The Walwyns were an ancient family which, by the early fifteenth century, proliferated in several branches. Our MP’s father, Thomas, although not the representative of the senior line, was then its most important member. An MP for Herefordshire in four Parliaments, he held successively intimate places in the service of Roger Mortimer, earl of March (d.1398) and of William Beauchamp, Lord Abergavenny, both of whom named him among their executors. His successful career, together with the lands of his mother and wife, provided him with the resources to both make generous provision for his younger children and preserve a significant estate for his eldest son, Richard. By his will of 12 Mar. 1415 he set aside the manors of ‘Thatteley’ and ‘Farley’ (probably Fawley near Ross-on-Wye) for one of his younger sons, Makelin.
Makelin thus had a very long career, although it is only very sporadically documented. As early as October 1418 he offered surety in respect of a royal lease to the Herefordshire esquire, Thomas Parker, and by this date he was probably already embroiled in an obscure dispute among the county’s gentry. Two Leominster burgesses, Thomas Hood* and Thomas Turball, complained to the keeper of the realm, John, duke of Bedford, that, for their temerity in truthfully indicting William Croft of Croft for the murder of another gentleman, Thomas Lingen, they had become the victims of a campaign of intimidation by Croft and his adherents, among whom was Walwyn and Parker. Makelin’s interest in the affair probably arose from the fact that Croft was already (as he certainly was later to be) the husband of his sister, Margaret.
It is possible that Makelin spent some of his early career in London, perhaps receiving a legal training. That he offered surety in Chancery is suggestive, as is his appearance in person in the court of King’s bench in 1419 to file against Skydemore a plea for trespass committed in Middlesex. His appointment as escheator twice in very quick succession – in 1426 and 1428 – adds to this impression that he had some legal training, as does his occasional appearances, in person, to sue his own actions and act as surety in the central courts.

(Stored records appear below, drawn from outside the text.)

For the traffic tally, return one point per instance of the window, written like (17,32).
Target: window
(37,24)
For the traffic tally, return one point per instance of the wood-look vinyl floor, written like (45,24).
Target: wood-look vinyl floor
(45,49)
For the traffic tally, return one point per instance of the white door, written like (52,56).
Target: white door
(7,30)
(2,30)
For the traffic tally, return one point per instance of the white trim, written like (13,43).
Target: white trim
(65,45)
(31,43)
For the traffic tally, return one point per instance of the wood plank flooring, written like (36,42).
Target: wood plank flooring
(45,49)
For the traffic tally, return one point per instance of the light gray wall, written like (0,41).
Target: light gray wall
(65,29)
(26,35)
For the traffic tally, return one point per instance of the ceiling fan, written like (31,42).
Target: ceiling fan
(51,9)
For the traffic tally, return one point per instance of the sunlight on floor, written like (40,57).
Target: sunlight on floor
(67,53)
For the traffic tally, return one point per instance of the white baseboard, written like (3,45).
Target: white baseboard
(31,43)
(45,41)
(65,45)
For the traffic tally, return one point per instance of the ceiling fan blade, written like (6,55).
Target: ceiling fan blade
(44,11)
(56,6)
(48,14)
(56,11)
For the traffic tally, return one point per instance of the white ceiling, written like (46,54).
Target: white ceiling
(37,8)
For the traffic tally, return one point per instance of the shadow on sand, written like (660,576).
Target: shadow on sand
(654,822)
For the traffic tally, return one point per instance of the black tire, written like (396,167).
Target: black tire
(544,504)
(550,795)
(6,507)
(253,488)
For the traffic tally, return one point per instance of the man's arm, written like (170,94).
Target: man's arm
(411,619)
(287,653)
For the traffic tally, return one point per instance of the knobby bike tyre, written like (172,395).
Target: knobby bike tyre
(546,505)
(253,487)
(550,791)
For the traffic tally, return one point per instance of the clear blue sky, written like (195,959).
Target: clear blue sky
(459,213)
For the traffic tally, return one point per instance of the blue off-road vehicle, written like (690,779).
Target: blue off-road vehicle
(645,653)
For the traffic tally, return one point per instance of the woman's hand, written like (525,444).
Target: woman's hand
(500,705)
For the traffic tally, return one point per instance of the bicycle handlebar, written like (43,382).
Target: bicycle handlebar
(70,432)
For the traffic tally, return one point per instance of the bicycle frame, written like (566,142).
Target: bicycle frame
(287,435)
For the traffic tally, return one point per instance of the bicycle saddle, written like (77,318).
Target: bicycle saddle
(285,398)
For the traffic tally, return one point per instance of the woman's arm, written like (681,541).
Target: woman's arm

Walwyn’s status rose in the following decade. The death of his mother in 1430 brought him the lands his father had settled upon him in reversion expectant on that event, namely, lands in the parishes of Ledbury and Eastnor in the south-east of the county, including, presumably, the land at Massington in the former parish where he made his home. To this he added the temporary custody of a small estate at nearby Tarrington, granted to him in February 1430 by the Crown for the period of a minority. Two months later, he committed himself to participating in the King’s coronation expedition: on 19 Apr. he sued out letters of protection as about to depart for France in the retinue of John, Lord Tiptoft†, who, in right of his wife, Joyce Charlton, had considerable estates in the marches.
If Walwyn did travel to France, he was back in England by Easter term 1431, when he sued two yeoman of Ledbury for worrying his sheep there with dogs, and the following 16 Nov. he sat on a jury assembled at Hereford to make assessments to the parliamentary subsidy.
In the following decade Walwyn briefly returned to his earlier violent ways. In 1444 he and his servants allegedly raided property at Ledbury belonging to the Gloucestershire esquire Thomas Pauncefoot*, and assaulted one of Pauncefoot’s female servants.
For the rest of that decade, however, little is known of Walwyn, and the remainder of his long career can only be sketched in a few details. It is possible that, despite his second wife’s lands, he laboured under some financial difficulty in the mid-1450s. According to letters testimonial drawn up on 8 March 1459, four years before he had pretended a readiness to sell his manor of Massington, which seems to have been his residence, to Richard Beauchamp†, son and heir-apparent of John, Lord Beauchamp of Powick, but when the hopeful purchaser had spent £40 on the costs of the transaction Makelin had refused to complete the sale.